The term "board enable" describes mainboard specific code to make flash rom write access possible on this mainboard. Usually this means programming some directly programmable output pin (usually called general purpose I/O or GPIO for short) of the chipset that is connect to a write protect input of the BIOS ROM chip to release write protection.
How to find the board enable procedure on your board
Try & Error method on GPIO pins
Reverse Engineering your BIOS
How to add the board enable to flashrom
First, find out whether the board enable method you found out is already used for another mainboard. In the case that it is just raising or lowering one GPIO pin, it could be quite possible that this is the case. As we don't like code duplication, reuse that function. If it is named something like "board_vendor_model" but really just changes a single pin (board_epox_ep_bx3 is an example in r803), rename it to what it does, which would be intel_piix4_gpo22_raise in this case. Add a comment to the function that it also works on your board.
If you don't find a function that does what you want, write it yourself, also trying to reuse codes for parts of what you have to do. Add a comment mentioning the board name and the involved chips in this case too.

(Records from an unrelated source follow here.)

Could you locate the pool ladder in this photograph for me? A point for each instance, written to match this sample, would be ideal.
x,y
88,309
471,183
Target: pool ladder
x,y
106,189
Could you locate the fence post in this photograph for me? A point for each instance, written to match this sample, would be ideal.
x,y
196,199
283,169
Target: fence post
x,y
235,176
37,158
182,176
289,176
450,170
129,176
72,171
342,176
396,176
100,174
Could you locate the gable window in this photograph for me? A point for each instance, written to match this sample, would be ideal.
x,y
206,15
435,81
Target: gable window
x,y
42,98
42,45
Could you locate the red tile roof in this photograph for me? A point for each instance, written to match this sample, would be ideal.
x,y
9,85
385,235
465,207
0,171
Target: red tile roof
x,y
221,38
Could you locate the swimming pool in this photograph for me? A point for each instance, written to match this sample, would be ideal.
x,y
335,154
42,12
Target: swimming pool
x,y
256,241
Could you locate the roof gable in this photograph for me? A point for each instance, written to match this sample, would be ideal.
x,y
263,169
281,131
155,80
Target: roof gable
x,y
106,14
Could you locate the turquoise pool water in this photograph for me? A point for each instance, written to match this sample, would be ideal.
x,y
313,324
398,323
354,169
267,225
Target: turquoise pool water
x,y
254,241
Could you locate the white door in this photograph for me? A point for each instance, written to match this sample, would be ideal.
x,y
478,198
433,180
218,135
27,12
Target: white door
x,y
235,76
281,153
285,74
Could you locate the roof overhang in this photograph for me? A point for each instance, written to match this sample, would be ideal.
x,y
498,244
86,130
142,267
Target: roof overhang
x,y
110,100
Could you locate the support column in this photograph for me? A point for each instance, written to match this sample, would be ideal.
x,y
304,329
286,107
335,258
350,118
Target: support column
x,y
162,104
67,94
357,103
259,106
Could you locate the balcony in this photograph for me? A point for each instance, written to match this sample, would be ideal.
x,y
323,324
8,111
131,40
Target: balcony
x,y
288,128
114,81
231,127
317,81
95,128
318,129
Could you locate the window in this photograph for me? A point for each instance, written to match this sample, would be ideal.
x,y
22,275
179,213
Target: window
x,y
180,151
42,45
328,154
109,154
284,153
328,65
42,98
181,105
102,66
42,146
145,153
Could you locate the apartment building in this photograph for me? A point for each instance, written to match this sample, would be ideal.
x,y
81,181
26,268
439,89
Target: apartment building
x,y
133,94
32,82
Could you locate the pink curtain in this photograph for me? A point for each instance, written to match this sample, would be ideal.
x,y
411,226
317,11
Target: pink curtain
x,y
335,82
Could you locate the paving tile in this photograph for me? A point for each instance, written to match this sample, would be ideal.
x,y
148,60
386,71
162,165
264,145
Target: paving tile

After having written an enable function, you just need to add it to the board enable table (board_pciids_enables). This table maps PCI IDs found on the board to the correct enabling functions. Be sure to write a good match (which mostly means that you have to choose onboard chips that have vendor-assigned subsystem IDs that are unique for each board that vendor produced). If a unique match is not possible at all, provide vendor and model name (short form, usually lower case only) as "coreboot IDs" for use with the "-m" option, which means that the board won't be autodetected but can be selected by hand. The board name and vendor name following the coreboot ID strings are freeform and should disply vendor and model name in their preferred form.